Après c’est la descente aux enfers, ces sont les scènes insoutenables, par gores non, juste des choses inimaginables et que ton cerveau continue de vouloir imaginer au fur et à mesure que Rose raconte. J’avais l’impression d’être engloutie par ses mots, de me noyer, et plusieurs fois j’ai fermé le livre pour chercher de l’air. Étrangement, j’ai traversé ces pages le plus vite possible, j’ai tout lu à une vitesse incroyable, presque avide, alors que je cavalais sur les pages pour échapper au pire. Une fois la porte du cauchemar refermé, semblable à la porte du rêve que Rose aurait tant voulu atteindre, le cœur battant à cent à l’heure, les mains fébriles, je suis restée en suspension. J’ai contacté un ami (Lou, merci), on a discuté, de ce qui faisait l’horreur, l’indicible, et de ce qu’il y avait de puissant à l’écrire et à lire son combat à elle, sa force de se tenir debout, et peut être aussi de pourquoi il fallait continuer. Rose n’était plus un personnage, Rose était devenue une extension, une amie, un phare et il fallait la suivre, finir son histoire parce que s’arrêter là ça aurait aussi été la trahir.
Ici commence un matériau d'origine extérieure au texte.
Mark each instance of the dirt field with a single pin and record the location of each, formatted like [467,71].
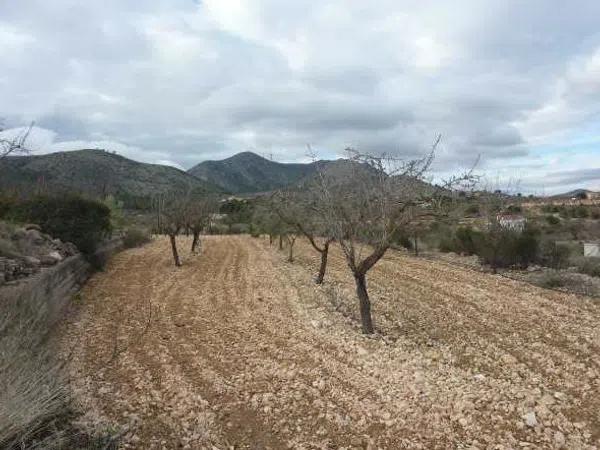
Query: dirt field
[238,349]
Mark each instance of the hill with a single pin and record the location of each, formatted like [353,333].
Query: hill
[94,172]
[248,172]
[577,193]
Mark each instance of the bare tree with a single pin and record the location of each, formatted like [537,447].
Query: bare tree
[297,210]
[367,204]
[173,219]
[290,237]
[15,145]
[198,215]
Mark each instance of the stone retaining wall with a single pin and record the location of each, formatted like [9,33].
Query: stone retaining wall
[53,287]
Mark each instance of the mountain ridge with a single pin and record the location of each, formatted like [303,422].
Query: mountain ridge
[94,172]
[247,172]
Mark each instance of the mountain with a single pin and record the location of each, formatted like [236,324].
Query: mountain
[248,172]
[576,193]
[94,172]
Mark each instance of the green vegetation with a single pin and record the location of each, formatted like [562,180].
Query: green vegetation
[74,219]
[136,237]
[588,266]
[499,247]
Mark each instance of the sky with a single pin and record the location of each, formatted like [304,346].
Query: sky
[176,82]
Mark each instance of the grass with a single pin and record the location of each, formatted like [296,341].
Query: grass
[35,408]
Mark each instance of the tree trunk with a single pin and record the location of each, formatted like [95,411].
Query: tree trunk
[195,241]
[323,266]
[365,303]
[174,249]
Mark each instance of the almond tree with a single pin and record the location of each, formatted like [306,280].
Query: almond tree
[297,209]
[363,209]
[198,215]
[15,145]
[173,219]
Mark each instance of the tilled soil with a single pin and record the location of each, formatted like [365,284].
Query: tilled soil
[239,349]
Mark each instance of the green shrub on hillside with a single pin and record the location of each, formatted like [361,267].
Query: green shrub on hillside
[552,220]
[497,247]
[588,266]
[554,255]
[71,219]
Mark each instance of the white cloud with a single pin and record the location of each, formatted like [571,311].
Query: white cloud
[181,81]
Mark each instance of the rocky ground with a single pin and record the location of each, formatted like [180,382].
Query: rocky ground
[25,250]
[238,349]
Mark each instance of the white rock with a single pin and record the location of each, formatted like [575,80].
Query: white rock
[559,439]
[530,419]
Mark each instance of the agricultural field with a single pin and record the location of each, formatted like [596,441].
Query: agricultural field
[238,348]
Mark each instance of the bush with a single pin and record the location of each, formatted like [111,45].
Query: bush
[554,255]
[466,240]
[501,247]
[472,210]
[74,219]
[580,212]
[551,280]
[552,220]
[136,237]
[588,266]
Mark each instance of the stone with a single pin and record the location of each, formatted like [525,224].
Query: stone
[48,260]
[559,439]
[31,261]
[56,255]
[530,419]
[34,236]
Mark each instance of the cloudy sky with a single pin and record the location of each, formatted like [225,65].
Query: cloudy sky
[180,81]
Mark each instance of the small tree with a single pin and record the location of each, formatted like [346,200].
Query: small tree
[298,210]
[15,145]
[173,219]
[198,215]
[364,208]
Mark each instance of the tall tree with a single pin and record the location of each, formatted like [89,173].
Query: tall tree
[365,207]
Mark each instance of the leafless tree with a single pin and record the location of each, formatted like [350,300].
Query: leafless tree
[173,219]
[15,145]
[365,207]
[296,208]
[198,213]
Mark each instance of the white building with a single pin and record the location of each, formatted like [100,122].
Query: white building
[512,221]
[591,249]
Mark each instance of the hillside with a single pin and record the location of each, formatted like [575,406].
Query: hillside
[93,172]
[248,172]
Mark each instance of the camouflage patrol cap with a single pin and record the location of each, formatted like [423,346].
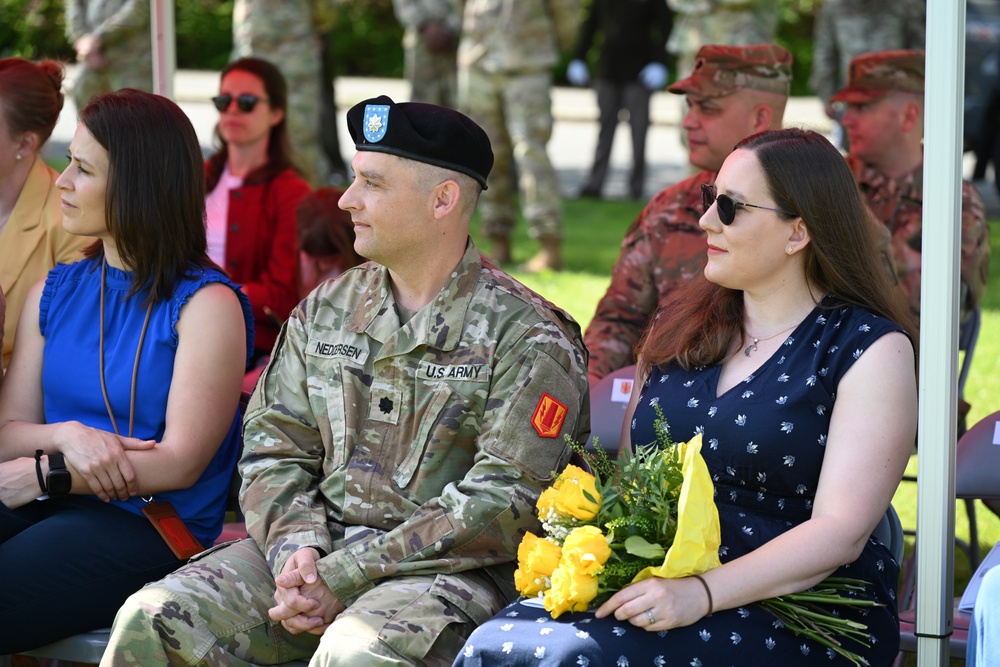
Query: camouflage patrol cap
[422,132]
[722,70]
[872,75]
Alors on reprend le roman et on continue. Ce qui est étrange aussi c’est qu’à aucun moment on a pitié de Rose, non. La pitié ça aurait été un sentiment si négligeable, si ignoble qu’on lui préfère la compassion mais surtout une espèce de rage, de colère, de force. On a envie que Rose s’en sorte. Qu’elle trouve la lumière dans ses silences, dans ses mots qui la délivrent.
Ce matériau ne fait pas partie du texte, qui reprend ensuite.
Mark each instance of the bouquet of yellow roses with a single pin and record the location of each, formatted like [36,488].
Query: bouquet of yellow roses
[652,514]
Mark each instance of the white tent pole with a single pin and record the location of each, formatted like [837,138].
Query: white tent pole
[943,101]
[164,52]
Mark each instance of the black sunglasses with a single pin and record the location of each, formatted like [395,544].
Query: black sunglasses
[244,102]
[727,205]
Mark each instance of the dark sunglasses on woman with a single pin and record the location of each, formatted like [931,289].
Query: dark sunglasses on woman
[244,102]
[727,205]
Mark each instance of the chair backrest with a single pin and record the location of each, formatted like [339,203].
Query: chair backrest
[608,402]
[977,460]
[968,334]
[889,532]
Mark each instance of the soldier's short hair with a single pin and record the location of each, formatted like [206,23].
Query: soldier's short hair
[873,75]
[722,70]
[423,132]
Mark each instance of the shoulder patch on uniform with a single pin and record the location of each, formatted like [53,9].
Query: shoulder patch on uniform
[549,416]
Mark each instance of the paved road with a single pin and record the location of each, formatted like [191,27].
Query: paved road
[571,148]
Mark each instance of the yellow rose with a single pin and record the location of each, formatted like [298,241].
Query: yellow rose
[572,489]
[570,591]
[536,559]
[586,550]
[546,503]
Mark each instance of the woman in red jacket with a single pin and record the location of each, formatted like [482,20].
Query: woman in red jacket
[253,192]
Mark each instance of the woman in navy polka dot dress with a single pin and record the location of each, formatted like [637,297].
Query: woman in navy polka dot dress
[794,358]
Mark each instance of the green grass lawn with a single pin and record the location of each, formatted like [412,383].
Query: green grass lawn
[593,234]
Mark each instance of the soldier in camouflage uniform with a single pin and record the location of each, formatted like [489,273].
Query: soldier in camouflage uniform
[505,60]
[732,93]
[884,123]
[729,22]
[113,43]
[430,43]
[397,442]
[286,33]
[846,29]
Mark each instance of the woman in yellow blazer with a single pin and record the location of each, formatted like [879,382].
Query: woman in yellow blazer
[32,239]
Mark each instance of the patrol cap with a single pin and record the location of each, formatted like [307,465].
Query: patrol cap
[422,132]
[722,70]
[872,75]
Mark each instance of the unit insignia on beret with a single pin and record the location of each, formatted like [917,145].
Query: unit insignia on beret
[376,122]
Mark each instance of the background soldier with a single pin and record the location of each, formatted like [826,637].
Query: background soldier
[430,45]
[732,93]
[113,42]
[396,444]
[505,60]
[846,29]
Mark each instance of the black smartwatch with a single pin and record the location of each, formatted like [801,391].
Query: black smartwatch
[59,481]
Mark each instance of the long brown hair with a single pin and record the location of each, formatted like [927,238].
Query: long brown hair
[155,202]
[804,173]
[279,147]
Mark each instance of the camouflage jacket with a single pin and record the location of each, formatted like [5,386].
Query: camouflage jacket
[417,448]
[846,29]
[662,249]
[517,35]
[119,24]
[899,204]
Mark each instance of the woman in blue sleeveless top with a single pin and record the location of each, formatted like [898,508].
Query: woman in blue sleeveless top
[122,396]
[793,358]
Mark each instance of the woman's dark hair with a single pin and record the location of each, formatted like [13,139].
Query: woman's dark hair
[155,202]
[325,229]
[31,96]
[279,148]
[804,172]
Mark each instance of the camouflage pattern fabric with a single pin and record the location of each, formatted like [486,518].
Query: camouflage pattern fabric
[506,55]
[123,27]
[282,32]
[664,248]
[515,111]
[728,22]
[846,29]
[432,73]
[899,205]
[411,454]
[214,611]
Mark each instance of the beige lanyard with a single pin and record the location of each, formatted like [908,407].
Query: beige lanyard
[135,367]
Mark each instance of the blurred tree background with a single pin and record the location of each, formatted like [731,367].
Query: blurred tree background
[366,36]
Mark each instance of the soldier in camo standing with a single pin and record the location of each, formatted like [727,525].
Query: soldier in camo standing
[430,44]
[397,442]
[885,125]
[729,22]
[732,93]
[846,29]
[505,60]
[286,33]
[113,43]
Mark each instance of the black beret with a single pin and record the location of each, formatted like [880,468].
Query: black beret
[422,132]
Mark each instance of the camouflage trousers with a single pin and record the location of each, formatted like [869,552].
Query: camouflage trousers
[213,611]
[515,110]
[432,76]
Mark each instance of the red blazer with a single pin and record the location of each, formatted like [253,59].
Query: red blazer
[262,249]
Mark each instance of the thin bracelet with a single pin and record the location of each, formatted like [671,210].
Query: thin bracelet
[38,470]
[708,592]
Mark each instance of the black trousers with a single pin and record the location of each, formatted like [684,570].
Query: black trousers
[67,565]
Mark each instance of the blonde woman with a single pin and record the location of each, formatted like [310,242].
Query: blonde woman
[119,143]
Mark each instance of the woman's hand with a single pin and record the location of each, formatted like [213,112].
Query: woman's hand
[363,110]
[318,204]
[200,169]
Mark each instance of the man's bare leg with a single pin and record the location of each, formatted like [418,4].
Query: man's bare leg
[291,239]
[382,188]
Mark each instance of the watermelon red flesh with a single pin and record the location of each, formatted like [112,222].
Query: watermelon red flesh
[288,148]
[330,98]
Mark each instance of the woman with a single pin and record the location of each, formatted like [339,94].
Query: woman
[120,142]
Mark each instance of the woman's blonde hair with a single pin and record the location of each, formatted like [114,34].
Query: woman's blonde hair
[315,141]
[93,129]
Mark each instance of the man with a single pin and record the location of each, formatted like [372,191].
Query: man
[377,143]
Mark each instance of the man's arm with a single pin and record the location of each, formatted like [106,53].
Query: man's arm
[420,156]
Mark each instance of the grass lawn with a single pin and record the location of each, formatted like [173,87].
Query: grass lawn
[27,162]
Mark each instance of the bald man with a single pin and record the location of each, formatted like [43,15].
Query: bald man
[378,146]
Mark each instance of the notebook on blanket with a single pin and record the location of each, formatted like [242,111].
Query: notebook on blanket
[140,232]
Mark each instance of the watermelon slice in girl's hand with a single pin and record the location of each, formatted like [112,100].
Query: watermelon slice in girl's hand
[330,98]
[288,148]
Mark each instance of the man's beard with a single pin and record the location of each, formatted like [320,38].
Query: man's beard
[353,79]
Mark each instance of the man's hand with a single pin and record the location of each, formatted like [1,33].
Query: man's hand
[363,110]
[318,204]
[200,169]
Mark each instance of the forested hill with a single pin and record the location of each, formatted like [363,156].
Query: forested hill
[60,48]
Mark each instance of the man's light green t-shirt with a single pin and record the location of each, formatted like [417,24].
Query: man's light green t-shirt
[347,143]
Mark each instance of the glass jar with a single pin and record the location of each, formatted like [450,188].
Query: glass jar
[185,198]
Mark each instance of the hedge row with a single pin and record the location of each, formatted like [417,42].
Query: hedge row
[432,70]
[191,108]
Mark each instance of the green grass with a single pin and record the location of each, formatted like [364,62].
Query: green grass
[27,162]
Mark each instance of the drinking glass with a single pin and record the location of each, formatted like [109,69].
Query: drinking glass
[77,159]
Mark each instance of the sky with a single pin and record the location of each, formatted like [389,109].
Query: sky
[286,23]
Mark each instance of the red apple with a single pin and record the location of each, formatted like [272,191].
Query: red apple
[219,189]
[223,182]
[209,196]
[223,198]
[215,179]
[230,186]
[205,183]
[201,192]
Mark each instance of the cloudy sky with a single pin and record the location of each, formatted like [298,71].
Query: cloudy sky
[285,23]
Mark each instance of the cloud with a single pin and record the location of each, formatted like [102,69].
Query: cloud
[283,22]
« Les mots, j’ai appris à les aimer tous, les simples et les compliqués que je lisais dans le journal du maître, ceux que je comprends pas toujours et que j’aime quand même, juste parce qu’ils sonnent bien. La musique qui en sort souvent est capable de m’emmener ailleurs, de me faire voyager en faisant taire ce qu’ils ont dans le ventre, pour faire place à quelque chose de supérieur qui est du rêve. Je les appelle des mots magiciens : utopie, radieux, jovial, maladrerie, miscellanées, mitre, méridien, pyracantha, mausolée, billevesée, iota, ire, parangon, godelureau, mauresque, jurisprudence, confiteor, et tellement d’autres que j’ai retenu sans effort, pourtant sans connaître leur sens. Ils me semblent plus facile à porter que ceux qui disent. Ils sont de la nourriture pour ce qui s’envolera de mon corps quand je serai morte, ma musique à moi. C’est peut-être ce qu’on appelle une âme »

En résumé

Né d’aucune femme est un roman d’une puissance rare, mais d’une horreur insoutenable aussi. Il y a quelque chose de profondément dur à plonger dans le plus sombre de la nature humaine, d’atroce, comme un enlisement de soi. Pourtant ce livre n’est pas que ténèbres, bien au contraire, c’est aussi un roman sur la lumière, sur la façon de la trouver de mille et une manières. Et puis, par dessus tout, c’est un roman sur les mots, sur la façon dont ils nous délivrent et dont chacun d’entre eux peuvent contenir autant de vérités que de mensonges.